Maria had a way of even transforming her body for the exigencies of a role, which is a great triumph. In La traviata, everything would slope down; everything indicated sickness, fatigue, softness. Her arms would move as if they had no bones, like the great ballerinas. In Medea, everything was angular. She’d never make a soft gesture; even the walk she used was like a tiger’s walk.
—Nicola Rescigno

Read more about Callas as Medea.

Sketchiness

Sketchy blog traffic.

Sketchy blog traffic.

Look, we blog curators welcome most any traffic, but this? Of late, similar Google search strings from all over the world (and not only from necrophilic Canucks) have shown up in my log. Thanks a lot, Terrence McNally.

More sketchiness: The complete track list from Angela Gheorghiu’s so-called Homage to Maria Callas is now available. Let’s see how the musical selections relate to Maria Callas, shall we?

  • Arias from Medea and Il pirata: Fine. Both, pace my colleague Robert Seletsky, were important Callas revivals.
  • Arias from La traviata: An important Callas rôle. But, honestly, just how many times does Mme Gheorghiu need to record this music?
  • Arias from I pagliacci, La Wally, Adriana Lecouvreur, and Samson et Dalila: Callas recorded them but never sang them in public. What’s more, she never approved the release of the Samson aria, which was issued posthumously.
  • Arias from Faust and La bohème: Callas sang the Faust aria during her Greek years and recorded it, but never otherwise sang it in public. She recorded the Bohème aria twice (Puccini recital and complete Bohème) but never sang it in public.
  • Aria from Andrea Chénier: She sang it once during her Greek years, once for EMI, six times in Chénier at La Scala (not by any account her shining hour).
  • Aria from Le Cid: She recorded it for EMI and sang it a handful of times (four or five) in concert.
  • “Duet” from Carmen: Oh, do not get me started. But hardly a Callas speciality.

Someone enlighten me, please: Where is the “homage” to Maria Callas in all this? And again I ask: What need does Angela Gheorghiu, an artist of substance, have to stoop to this flimsy and cynical exploitation of the memory of Maria Callas?

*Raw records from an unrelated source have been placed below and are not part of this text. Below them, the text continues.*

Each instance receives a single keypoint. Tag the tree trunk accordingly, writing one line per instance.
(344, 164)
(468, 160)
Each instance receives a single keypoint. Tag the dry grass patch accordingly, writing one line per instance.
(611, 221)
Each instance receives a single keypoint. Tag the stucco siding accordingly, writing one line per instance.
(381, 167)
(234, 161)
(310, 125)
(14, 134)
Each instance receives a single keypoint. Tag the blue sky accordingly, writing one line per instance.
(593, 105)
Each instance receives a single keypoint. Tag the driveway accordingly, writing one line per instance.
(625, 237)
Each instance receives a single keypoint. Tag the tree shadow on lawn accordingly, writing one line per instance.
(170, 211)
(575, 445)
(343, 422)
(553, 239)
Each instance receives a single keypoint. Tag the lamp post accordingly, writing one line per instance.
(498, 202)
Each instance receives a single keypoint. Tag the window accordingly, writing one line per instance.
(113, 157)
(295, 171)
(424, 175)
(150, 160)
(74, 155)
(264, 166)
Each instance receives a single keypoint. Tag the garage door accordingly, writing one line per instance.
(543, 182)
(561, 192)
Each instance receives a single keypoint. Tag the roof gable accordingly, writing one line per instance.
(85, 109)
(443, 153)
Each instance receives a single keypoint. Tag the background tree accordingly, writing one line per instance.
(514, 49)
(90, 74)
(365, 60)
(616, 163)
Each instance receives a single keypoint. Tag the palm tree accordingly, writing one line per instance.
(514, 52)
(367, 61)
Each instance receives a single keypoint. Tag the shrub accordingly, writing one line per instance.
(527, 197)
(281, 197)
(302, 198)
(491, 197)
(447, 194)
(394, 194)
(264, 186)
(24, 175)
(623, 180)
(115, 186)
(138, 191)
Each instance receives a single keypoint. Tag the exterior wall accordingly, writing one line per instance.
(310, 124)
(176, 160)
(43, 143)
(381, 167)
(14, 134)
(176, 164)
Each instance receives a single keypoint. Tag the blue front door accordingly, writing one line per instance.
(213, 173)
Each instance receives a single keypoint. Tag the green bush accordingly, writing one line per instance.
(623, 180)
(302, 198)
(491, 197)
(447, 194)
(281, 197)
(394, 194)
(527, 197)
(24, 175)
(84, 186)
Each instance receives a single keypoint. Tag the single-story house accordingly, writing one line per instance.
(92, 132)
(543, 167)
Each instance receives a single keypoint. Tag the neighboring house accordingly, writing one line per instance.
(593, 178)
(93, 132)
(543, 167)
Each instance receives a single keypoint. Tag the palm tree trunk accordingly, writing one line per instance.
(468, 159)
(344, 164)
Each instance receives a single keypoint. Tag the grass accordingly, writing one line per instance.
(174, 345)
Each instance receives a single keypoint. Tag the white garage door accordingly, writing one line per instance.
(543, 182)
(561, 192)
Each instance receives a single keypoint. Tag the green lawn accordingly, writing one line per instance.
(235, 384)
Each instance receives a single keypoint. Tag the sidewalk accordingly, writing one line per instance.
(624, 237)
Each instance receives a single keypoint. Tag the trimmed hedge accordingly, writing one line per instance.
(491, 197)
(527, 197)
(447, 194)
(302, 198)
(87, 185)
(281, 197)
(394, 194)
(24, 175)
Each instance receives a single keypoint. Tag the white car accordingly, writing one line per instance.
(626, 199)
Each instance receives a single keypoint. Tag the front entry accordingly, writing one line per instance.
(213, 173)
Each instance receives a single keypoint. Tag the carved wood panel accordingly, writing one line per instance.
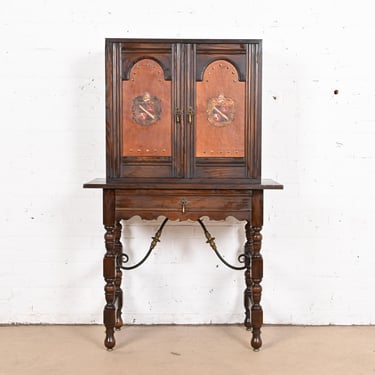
(220, 112)
(146, 111)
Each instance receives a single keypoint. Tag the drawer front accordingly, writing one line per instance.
(183, 204)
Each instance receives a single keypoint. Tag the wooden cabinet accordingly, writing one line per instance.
(183, 141)
(183, 110)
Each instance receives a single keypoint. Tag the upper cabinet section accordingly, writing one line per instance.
(183, 110)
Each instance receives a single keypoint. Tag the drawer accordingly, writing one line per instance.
(183, 204)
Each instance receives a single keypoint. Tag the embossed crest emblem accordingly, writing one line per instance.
(146, 109)
(220, 111)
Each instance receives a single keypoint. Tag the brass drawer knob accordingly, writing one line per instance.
(184, 203)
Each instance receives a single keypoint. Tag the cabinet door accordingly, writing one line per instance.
(143, 90)
(226, 104)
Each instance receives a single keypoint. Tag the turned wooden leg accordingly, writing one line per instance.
(247, 292)
(256, 269)
(109, 268)
(118, 293)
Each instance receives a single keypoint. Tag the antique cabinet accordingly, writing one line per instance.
(183, 140)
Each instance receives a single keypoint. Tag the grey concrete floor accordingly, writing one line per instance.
(221, 349)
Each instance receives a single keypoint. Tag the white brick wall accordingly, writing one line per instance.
(318, 243)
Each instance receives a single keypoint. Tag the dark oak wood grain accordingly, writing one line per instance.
(183, 141)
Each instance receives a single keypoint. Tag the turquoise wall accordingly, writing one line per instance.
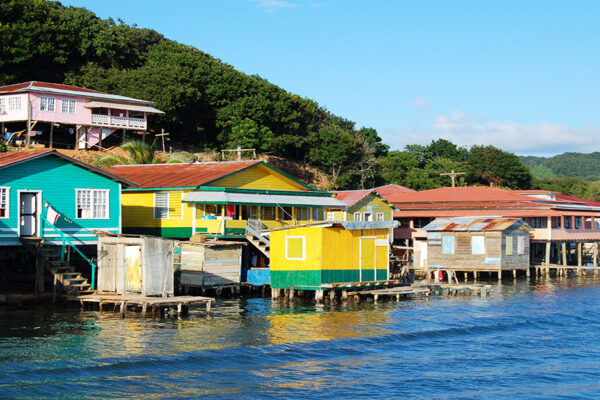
(57, 179)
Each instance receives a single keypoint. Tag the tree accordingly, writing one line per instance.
(492, 166)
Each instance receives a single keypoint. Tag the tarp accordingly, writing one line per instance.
(283, 200)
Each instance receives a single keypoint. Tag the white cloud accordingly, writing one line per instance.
(467, 130)
(274, 5)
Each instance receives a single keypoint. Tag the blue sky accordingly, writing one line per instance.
(520, 75)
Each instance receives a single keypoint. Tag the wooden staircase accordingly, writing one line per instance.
(255, 235)
(72, 282)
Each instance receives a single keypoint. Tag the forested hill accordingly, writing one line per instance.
(207, 103)
(585, 166)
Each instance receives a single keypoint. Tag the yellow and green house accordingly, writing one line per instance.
(216, 199)
(315, 257)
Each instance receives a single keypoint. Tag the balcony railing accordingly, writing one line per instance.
(118, 122)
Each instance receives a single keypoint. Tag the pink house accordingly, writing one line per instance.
(68, 116)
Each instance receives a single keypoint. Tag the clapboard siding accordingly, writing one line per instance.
(58, 179)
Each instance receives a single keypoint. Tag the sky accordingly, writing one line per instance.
(523, 76)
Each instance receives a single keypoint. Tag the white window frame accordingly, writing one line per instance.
(7, 200)
(303, 248)
(482, 247)
(69, 106)
(520, 245)
(92, 204)
(169, 206)
(14, 103)
(46, 101)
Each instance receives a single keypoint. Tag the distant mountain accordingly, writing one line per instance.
(585, 166)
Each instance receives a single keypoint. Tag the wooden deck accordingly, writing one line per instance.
(155, 303)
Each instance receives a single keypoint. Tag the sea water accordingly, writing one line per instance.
(527, 340)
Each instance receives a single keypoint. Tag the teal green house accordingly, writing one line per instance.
(47, 195)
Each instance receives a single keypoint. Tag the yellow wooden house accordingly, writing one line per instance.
(216, 199)
(316, 257)
(363, 205)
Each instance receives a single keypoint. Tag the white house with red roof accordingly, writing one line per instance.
(68, 116)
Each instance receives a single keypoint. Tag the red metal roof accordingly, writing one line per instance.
(26, 85)
(178, 175)
(458, 194)
(13, 157)
(351, 197)
(392, 189)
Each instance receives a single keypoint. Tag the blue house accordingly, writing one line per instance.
(49, 202)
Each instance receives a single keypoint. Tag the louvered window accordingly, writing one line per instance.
(161, 205)
(91, 203)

It would have been relatively easy to put together a plausible homage to Callas: arias, say, from Armida and perhaps Haydn’s Orfeo ed Euridice (and maybe even the Stradella San Giovanni Battista); some Wagner (why not “La morte di Isotta” or “Ho visto il figlio” from Parsifal?); Vestale, Bolena, Ifigenia, Sonnambula (all or some) to represent the Visconti stagings besides Traviata; different Verdi (Macbeth? VespriBallo?); and some of the bravura material (the Proch variations, Dinorah, Lakmé, or some such). In truth, the bravura material is probably beyond Gheorghiu at this point, but I think that she could handle the rest beautifully.

Weasels! Sigh.

Callas as Medea

You know very well that at the beginning of the [twentieth] century Médée was occasionally sung by Mazzoleni, who had a peach of a voice. Well, yes, they clapped [sic] her, but that was about it. There were not the cultural and historical demands which have enabled us today to say: at last I’ve heard Cherubini’s Médée as I’ve always imagined it should be.
Rodolfo Celletti

Robert Seletsky and others claim that Callas’s importance for the revival of neglected works has been exaggerated, that Rossini’s Armida was “the only true Callas ‘revival.’”

Mr. Seletsky, with whom I have corresponded, is a scrupulous and exceedingly well-informed writer, and his arguments cannot be dismissed out of hand. Still, I think that this particular assertion is a case of not seeing the forest for the trees, as Celletti’s remarks demonstrate.

(That said, Médée, Schmédée: the mishmash that Callas sang has little to do with Cherubini’s wondrous score!)

On a separate note (as it were): So many people continue to claim that Callas “lost her voice” as a direct result of her weight loss. To which I say: Listen to how she sang—fearlessly, unsparingly—and tell me how she could not have damaged her voice!